Эй… — она выключает компьютер и дотрагивается до моего плеча: я вздрагиваю от неожиданности — лицо кажется знакомым. Янтарь — окаменевшая смола мелэоценового периода, говорю, просто чтобы что- то сказать. Она смеется — одними зрачками: совсем как я, губы плотно сжаты. Но разве персонажи материализуются? — не произношу. А кто тебе сказал, будто я — персонаж? — не произносит Сана. И тогда я шепчу быстро-быстро: там, в вагоне, — женщина была с лицом девочки; она в ней будто высветилась, девочка-то, как только старшая забрала у младшей шарик и прижала к щеке — так и стала копией детской своей фотографии… Здесь и сейчас, здесь и сейчас: из куколки — в бабочку, следующая станция «Горизонт» — вот и все, вот и все, Сана: никаких негативов, никаких слайдов — бабочка, так и не научившаяся летать, забирает у гусеницы шарик с украденным у меня воздухом…

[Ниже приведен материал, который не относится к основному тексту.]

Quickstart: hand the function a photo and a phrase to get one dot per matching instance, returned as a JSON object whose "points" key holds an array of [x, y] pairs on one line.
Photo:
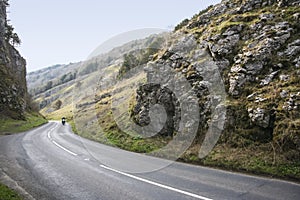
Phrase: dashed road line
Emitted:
{"points": [[157, 184]]}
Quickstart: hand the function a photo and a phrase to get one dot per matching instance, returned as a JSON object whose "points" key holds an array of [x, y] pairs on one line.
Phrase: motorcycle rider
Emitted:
{"points": [[63, 120]]}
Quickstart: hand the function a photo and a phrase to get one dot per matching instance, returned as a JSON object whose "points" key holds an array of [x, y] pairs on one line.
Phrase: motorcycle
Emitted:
{"points": [[63, 121]]}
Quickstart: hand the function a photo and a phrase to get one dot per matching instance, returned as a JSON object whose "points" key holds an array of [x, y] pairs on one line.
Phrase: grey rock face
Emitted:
{"points": [[259, 116], [13, 86]]}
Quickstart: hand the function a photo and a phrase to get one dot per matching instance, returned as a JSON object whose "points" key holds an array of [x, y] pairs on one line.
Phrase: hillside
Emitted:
{"points": [[16, 109], [229, 83]]}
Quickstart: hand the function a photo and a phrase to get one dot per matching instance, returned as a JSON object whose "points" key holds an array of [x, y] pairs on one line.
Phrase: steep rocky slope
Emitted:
{"points": [[17, 111], [13, 87], [256, 46]]}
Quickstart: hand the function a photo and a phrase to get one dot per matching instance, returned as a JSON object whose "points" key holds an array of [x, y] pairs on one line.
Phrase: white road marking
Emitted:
{"points": [[157, 184], [63, 148]]}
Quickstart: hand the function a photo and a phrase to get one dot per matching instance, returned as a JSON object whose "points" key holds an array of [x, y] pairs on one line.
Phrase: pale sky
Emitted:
{"points": [[64, 31]]}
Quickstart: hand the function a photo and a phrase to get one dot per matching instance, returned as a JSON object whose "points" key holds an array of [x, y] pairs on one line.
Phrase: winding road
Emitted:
{"points": [[50, 162]]}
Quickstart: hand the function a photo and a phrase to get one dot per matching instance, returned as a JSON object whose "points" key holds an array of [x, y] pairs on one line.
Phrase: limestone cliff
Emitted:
{"points": [[13, 86]]}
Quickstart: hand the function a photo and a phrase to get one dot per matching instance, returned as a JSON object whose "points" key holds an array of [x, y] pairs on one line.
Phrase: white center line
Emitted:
{"points": [[63, 148], [157, 184]]}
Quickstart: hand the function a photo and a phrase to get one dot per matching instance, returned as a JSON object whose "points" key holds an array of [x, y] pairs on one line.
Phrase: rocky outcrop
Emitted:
{"points": [[255, 45], [13, 87]]}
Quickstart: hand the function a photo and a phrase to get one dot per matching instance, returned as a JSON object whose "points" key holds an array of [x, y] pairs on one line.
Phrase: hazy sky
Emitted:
{"points": [[64, 31]]}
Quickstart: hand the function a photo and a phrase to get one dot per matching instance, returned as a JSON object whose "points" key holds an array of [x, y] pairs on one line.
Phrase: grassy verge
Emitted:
{"points": [[32, 120], [255, 159], [8, 194]]}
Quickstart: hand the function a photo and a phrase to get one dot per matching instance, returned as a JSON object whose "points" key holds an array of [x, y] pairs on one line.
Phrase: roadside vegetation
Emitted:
{"points": [[10, 126], [8, 194]]}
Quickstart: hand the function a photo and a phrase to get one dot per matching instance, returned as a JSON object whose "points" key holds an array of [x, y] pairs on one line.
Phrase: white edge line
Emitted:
{"points": [[63, 148], [157, 184]]}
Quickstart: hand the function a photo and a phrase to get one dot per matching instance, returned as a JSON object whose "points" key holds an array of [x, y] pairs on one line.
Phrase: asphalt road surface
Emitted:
{"points": [[50, 162]]}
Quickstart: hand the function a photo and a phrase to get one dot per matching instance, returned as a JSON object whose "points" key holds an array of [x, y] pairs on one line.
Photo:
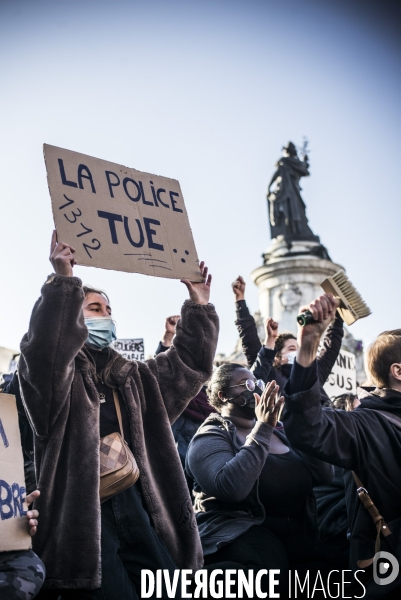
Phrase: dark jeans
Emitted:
{"points": [[284, 548], [128, 544]]}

Она понимающе кивает. Я больно щиплю себя за руку: нет, не сон… Да ты нервничаешь, качает головой Сана, будто боишься чего-то… а я ведь просто поговорить хочу… Скажи, зачем этот текст? Не думала, что должна разжевывать тебе подобные вещи, отмахиваюсь я, но Сана не отстает: нет, я имею право знать — я не уйду, пока… Etc., etc. Я закуриваю: подобные вопросы не прибавляют сил, и все же я рада, рада, чего уж там, ее появлению — в конце концов, я
— Ваш новый роман[c] с вызывающим названием несет в себе антигуманный посыл. Вы действительно считаете, будто все мы — просто
Интернет-интервьюер интервента интервьюировал, интервьюировал, да так и не проинтервьюировал — Сана смеется, а я хватаюсь за голову: мне, поверишь ли, говорю, пока писала «Сперматозоиды», страшно хотелось поговорить с тобой, влезть в твои мозги… знаю, ты скоро исчезнешь, а я, как всегда, буду вколачивать в экранчик буквы, словно гвозди в крышку гроба, и… Т-с-с, дурацкая метафора! Сана прижимает указательный палец к губам и поднимает меня в воздух. Не бойся! «На свете есть только две вещи, ради которых стоит жить: любовь к красивым девушкам, какова бы она ни была, да новоорлеанский джаз или Дюк Эллингтон. Всему остальному, — к нам присоединяется Виан, [148] — лучше было бы просто исчезнуть с лица земли, потому что все остальное — одно уродство».
Как это странно, думаю я, не иметь тела, как странно!